Ushnish Sengupta

Categories: 17 Dec 2018

I am a Marie Sklodowska-Curie Early Stage Researcher in the MAGISTER consortium which seeks to utilize machine learning to understand and predict thermoacoustic oscillations in aircraft engines or gas turbines. My job, as I see it, is to serve as a liasion between the probabilistic machine learning group led by my PhD supervisor Professor Carl Rasmussen and the flow instability and adjoint optimization group led by my advisor Professor Matthew Juniper. We are currently looking at data from both small-scale and large-scale combustors to explore how ML techniques can use this data to enable both better designs and safe operation for these machines.

Broadly speaking, I am interested in high-stakes applications of probabilistic machine learning techniques. The consequences of failure for an ML algorithm that monitors the sensors of an aircraft engine are very different from one that recognizes faces in social media photos or recommends music. These critical applications often place a high premium on principled uncertainty estimates, applicability to limited datasets and interpretability: something probabilistic machine learning techniques like Gaussian processes can offer. Marrying these completely data-driven techniques with physical modeling for more robust predictions and sensible extrapolations is also something that intrigues me.

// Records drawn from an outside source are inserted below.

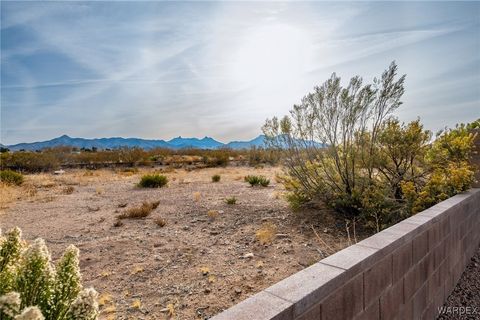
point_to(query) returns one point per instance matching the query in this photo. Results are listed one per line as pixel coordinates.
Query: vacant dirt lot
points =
(196, 265)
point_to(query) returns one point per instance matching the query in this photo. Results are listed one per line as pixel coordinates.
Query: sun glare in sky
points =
(271, 55)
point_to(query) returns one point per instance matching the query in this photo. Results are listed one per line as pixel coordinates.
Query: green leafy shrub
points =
(139, 212)
(257, 181)
(343, 147)
(153, 181)
(32, 287)
(231, 200)
(11, 177)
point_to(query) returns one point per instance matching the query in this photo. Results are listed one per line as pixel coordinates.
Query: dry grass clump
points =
(8, 194)
(160, 222)
(152, 181)
(11, 177)
(257, 181)
(212, 214)
(118, 223)
(140, 212)
(196, 196)
(231, 200)
(68, 190)
(266, 233)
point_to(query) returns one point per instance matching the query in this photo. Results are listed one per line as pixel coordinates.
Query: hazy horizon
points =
(132, 137)
(155, 70)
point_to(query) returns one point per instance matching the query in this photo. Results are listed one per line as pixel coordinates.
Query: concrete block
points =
(377, 279)
(402, 261)
(308, 286)
(420, 302)
(420, 246)
(262, 306)
(391, 300)
(372, 312)
(353, 259)
(312, 314)
(346, 302)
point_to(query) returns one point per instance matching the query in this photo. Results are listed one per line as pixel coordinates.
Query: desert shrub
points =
(258, 156)
(68, 190)
(32, 287)
(257, 181)
(266, 233)
(213, 214)
(139, 212)
(26, 161)
(11, 177)
(231, 200)
(153, 181)
(160, 222)
(342, 146)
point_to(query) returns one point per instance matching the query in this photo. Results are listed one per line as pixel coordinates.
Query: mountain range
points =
(117, 142)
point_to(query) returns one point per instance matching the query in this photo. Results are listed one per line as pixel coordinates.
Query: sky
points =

I am also a dilettante computational chemist and am curious about how probabilistic machine learning can improve our ability to predict protein aggregation and protein dynamics. Protein aggregates, of course, play both functional and pathological roles in the human body while protein dynamics is crucial to the functioning of many enzymes. Compared to the static structure prediction problem, however, both aggregation and dynamics are harder to characterize experimentally and lack extensive databases. Can Bayesian techniques shine in this data-limited regime and achieve results comparable to expensive simulations which consume many thousand of supercomputer core-hours?